Dakota Access Pipeline, LLC is donating $20,000 to each Emergency Management Agency across North Dakota in the seven counties through which the pipeline travels, totaling $140,000. With the aim of helping first responders, each county is encouraged to use the funds where they need it most. Check presentations were held today at the McKenzie County Courthouse and Williams County EMA Office.
Dakota Access Pipeline is committed to being a good neighbor, a good business partner and a valued member of North Dakota’s communities. Dakota Access will make similar donations to county emergency management agencies across its four-state route, totaling $1 million across 50 counties in North Dakota, South Dakota, Iowa and Illinois.
“We are so appreciative of the ongoing generosity from oil and gas companies in our community,” said Karolin Jappe, Emergency Management Coordinator for McKenzie County.
“Dakota Access Pipeline has been great to work with and is a top notch company in the industry. With donations like these we are able to really look at the specific needs, both big and small, for our first response departments. This time, we are using the funds to help the Grassy Butte Fire Department.”
“The Grassy Butte Fire Department is all volunteer, with approximately 80% of our territory government forest land,” said Lee Geiger, Fire Chief for Grass Butte.
“This donation basically doubles our budget for the year, which will allow us to purchase extrication equipment.”
“We are excited to use this donation toward county-wide LEPC training for all first response and mutual aid departments,” said Denise Brew, Emergency Management Coordinator for Dunn County. “We are glad that Dakota Access Pipeline cares about public safety in our communities.”

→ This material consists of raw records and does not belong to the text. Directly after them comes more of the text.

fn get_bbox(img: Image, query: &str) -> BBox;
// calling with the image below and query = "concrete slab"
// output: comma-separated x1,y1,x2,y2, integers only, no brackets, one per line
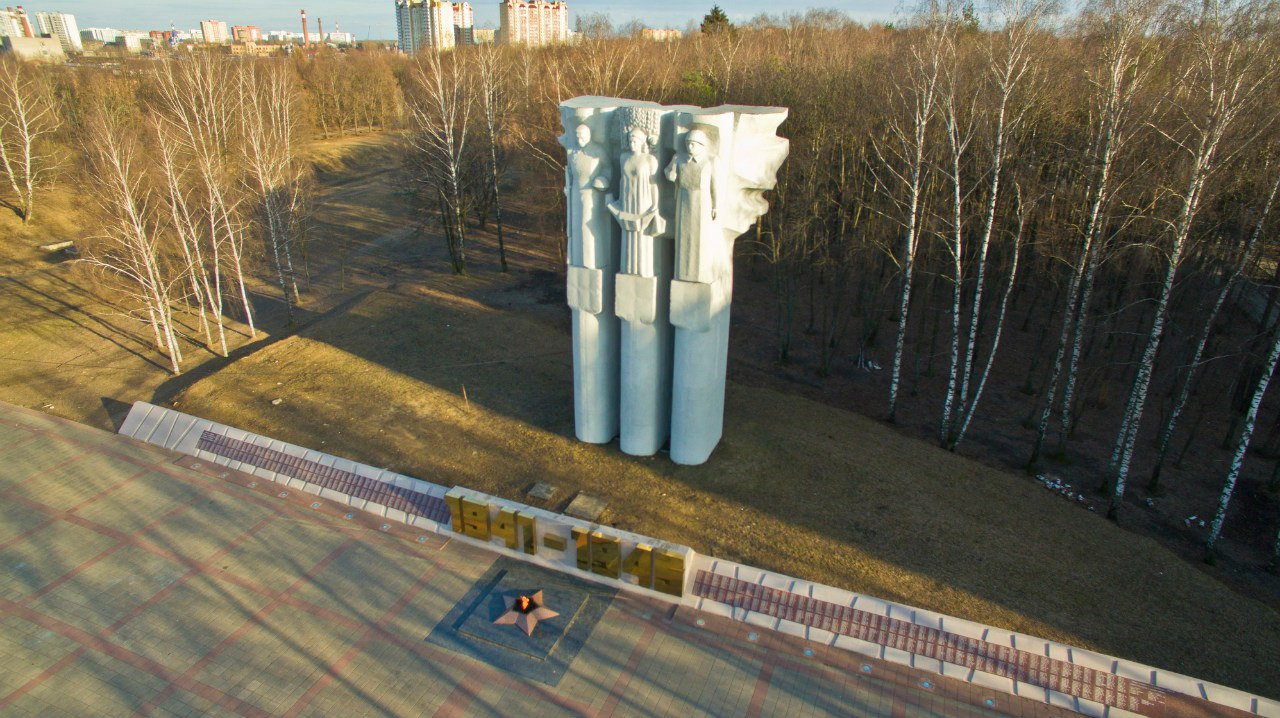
564,491,608,521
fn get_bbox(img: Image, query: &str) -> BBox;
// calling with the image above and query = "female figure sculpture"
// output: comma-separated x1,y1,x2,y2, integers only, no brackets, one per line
609,108,663,276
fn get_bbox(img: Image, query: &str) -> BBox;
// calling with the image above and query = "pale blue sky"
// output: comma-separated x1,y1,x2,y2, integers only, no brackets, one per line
42,0,899,40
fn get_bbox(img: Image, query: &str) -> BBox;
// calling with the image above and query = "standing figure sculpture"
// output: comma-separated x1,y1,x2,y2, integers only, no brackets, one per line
561,115,618,444
564,124,612,267
561,96,788,465
609,113,663,276
609,106,672,456
666,129,723,282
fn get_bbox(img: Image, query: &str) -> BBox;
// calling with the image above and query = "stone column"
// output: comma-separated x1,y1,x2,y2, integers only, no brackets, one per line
666,106,788,465
559,101,618,444
561,97,787,463
609,102,672,456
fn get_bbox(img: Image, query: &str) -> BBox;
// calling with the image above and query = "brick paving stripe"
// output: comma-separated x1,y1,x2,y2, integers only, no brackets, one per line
694,571,1165,717
196,431,449,523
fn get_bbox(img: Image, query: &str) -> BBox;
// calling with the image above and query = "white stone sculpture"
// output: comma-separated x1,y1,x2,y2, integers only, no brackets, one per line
609,105,672,456
561,97,788,465
561,113,618,444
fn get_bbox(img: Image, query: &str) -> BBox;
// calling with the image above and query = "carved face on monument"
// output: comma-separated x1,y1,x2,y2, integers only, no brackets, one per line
627,129,649,155
685,129,710,161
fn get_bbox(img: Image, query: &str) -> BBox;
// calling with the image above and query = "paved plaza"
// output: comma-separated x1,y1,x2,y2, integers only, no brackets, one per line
0,404,1100,717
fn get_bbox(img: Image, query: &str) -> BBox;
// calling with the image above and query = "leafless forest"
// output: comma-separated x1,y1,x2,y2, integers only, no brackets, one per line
0,0,1280,568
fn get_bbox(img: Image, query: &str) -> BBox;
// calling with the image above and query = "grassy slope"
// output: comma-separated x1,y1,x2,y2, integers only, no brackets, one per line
10,131,1280,696
182,284,1280,695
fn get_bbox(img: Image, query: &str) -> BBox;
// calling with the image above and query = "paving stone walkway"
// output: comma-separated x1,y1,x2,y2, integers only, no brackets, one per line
0,404,1100,717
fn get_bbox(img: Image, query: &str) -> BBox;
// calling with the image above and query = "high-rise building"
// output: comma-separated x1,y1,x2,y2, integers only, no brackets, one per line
0,5,40,37
79,26,120,45
453,3,476,45
200,20,232,45
232,24,262,42
36,13,84,52
0,8,28,37
640,27,685,42
396,0,460,54
498,0,568,45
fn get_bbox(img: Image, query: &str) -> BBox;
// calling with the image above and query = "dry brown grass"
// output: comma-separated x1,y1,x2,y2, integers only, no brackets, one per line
170,282,1280,695
0,128,1280,696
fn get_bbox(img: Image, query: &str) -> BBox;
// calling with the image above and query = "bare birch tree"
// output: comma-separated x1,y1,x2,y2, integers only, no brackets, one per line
1147,162,1280,491
1107,3,1280,518
942,0,1051,451
475,44,511,271
0,52,61,224
1028,0,1160,466
86,110,182,374
874,5,955,422
152,54,257,337
408,51,474,274
1204,316,1280,562
237,60,305,324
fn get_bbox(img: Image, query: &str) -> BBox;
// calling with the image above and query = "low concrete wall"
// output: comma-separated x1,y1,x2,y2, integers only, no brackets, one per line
120,402,1280,718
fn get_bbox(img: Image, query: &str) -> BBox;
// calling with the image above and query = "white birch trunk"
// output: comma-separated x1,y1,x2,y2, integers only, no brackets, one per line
1204,317,1280,547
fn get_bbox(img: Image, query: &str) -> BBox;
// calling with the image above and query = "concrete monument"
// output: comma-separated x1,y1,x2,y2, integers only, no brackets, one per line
561,97,787,465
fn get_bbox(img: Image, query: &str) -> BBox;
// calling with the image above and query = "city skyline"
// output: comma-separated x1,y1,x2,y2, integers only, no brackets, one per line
32,0,900,40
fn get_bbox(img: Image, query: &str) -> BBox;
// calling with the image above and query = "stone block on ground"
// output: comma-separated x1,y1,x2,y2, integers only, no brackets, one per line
525,481,556,502
564,491,609,521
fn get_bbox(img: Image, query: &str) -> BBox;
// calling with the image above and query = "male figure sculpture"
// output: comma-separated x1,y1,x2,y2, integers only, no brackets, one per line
564,124,612,266
666,129,719,282
564,118,618,444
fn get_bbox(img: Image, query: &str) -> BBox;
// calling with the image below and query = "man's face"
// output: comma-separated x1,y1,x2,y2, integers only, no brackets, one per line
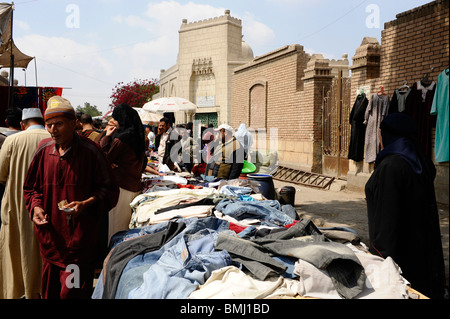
45,116,76,146
158,121,169,134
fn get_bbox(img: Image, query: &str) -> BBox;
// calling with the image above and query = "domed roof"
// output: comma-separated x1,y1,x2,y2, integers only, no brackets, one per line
241,40,254,60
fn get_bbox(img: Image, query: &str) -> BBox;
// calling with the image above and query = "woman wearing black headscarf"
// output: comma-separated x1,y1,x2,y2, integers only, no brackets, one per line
100,104,147,241
365,113,445,298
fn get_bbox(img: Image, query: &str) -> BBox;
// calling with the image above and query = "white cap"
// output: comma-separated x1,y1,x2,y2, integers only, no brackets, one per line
22,107,44,121
215,124,233,132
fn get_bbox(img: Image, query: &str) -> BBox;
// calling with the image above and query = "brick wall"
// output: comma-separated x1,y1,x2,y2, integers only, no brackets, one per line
230,45,322,170
380,0,449,93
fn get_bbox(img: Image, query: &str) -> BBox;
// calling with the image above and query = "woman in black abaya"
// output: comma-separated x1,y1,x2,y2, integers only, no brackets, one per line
365,113,445,298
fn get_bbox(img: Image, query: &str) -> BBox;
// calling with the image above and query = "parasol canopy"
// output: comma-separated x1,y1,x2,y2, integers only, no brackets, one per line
142,97,197,113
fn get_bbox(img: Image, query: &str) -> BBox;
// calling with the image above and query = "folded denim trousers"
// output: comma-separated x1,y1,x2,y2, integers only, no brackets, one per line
115,217,229,299
216,219,366,299
128,229,232,299
216,199,294,226
102,222,186,299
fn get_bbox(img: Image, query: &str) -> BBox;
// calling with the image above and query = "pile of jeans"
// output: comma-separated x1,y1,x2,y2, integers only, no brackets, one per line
92,182,412,299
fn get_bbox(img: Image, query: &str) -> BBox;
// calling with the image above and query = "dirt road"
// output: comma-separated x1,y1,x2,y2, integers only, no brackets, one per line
274,180,449,286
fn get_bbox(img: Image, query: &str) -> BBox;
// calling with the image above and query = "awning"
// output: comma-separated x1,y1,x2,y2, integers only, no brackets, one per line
0,2,34,68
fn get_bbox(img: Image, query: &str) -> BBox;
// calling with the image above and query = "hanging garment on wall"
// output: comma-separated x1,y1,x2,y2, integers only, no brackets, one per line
364,93,390,163
348,93,369,162
430,68,449,162
405,81,436,158
389,88,411,114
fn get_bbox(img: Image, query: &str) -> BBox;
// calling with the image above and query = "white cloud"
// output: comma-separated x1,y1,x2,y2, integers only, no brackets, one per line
14,19,30,31
15,34,120,111
240,12,275,48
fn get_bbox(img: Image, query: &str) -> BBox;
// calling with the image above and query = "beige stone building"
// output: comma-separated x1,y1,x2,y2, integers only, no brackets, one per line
230,44,349,173
154,10,253,126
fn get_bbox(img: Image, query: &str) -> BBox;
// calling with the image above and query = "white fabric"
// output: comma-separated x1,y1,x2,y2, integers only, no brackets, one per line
294,244,409,299
147,205,214,225
189,266,298,299
130,187,217,229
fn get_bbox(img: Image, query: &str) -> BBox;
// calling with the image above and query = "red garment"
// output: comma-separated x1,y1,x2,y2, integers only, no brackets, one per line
24,133,119,268
42,260,94,299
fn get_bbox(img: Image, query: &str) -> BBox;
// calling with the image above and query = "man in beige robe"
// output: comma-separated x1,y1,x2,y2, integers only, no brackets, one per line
0,108,50,299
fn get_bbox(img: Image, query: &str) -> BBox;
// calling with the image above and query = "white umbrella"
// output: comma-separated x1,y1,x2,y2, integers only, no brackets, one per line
133,107,163,125
142,97,197,113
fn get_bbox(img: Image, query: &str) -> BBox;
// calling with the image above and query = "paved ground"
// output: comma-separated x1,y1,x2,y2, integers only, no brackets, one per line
274,180,449,286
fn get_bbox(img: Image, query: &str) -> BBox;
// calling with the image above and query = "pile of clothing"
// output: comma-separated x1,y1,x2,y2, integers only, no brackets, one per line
92,176,409,299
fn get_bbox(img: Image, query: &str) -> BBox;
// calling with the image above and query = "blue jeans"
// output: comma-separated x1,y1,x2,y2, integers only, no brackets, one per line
115,217,229,299
216,199,294,227
128,229,231,299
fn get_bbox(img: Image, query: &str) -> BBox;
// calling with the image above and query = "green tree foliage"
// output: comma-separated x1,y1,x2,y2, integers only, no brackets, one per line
110,79,159,108
76,102,102,117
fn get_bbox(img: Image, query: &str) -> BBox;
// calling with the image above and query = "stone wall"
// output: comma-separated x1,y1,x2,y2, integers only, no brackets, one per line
155,10,253,124
347,0,449,204
230,44,348,173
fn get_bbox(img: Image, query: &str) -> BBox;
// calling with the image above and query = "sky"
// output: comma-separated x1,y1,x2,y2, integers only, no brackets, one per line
7,0,430,113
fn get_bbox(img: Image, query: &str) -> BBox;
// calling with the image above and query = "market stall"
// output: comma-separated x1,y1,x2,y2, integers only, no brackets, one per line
92,165,425,299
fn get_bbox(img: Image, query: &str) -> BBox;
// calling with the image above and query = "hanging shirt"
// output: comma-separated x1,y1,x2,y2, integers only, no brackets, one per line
364,93,390,163
430,68,449,163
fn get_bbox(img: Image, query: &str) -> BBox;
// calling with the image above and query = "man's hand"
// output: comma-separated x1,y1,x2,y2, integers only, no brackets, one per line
33,206,48,226
63,197,95,217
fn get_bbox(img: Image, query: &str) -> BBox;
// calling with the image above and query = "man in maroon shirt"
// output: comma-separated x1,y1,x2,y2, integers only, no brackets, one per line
24,96,119,299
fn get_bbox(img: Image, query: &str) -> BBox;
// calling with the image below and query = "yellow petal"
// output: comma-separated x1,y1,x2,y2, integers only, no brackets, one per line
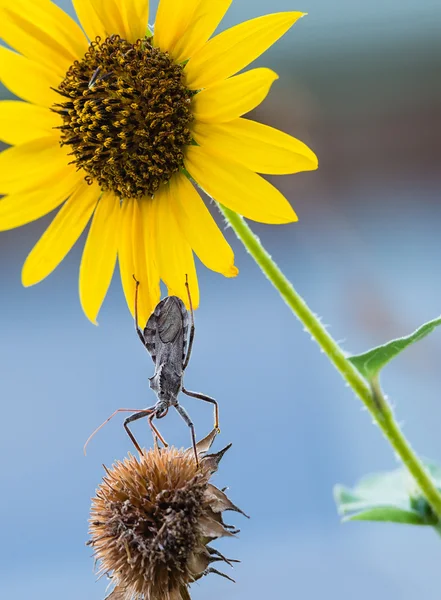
185,146,297,224
72,0,107,41
170,174,239,277
0,100,61,146
118,199,159,328
80,192,120,325
192,68,278,123
153,185,199,309
193,119,318,175
172,0,232,62
0,169,83,231
119,0,149,43
0,46,61,107
0,136,71,194
21,182,101,287
153,0,200,56
185,12,304,90
0,0,88,77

“Dakota Access Pipeline has maintained good communication with us and it’s donations like these that prove how much these relationships mean to them,” said Mike Smith, Emergency Management Coordinator Williams County. “Last time we used the donation toward a disaster medical response trailer. This time we’ll add to that unit by purchasing a pull unit (flatbed crew cab truck).”
“Mountrail County is grateful for donations like these that enable us to tackle projects that would otherwise not be within the immediate budget,” said Warren Bogert, , Emergency Management Coordinator for Mountrail County. “We are excited to make much-needed technology upgrades to our EOC.
Dakota Access Pipeline traverses approximately 175 miles through McKenzie, Dunn, Mountrail and Williams counties, where the pipeline’s six tank stations are located. The company will also be donating to the North Dakota 4H Foundation and North Dakota FFA Foundation. It had made a similar donation of $1 million to county EMAs after it went into service in 2017.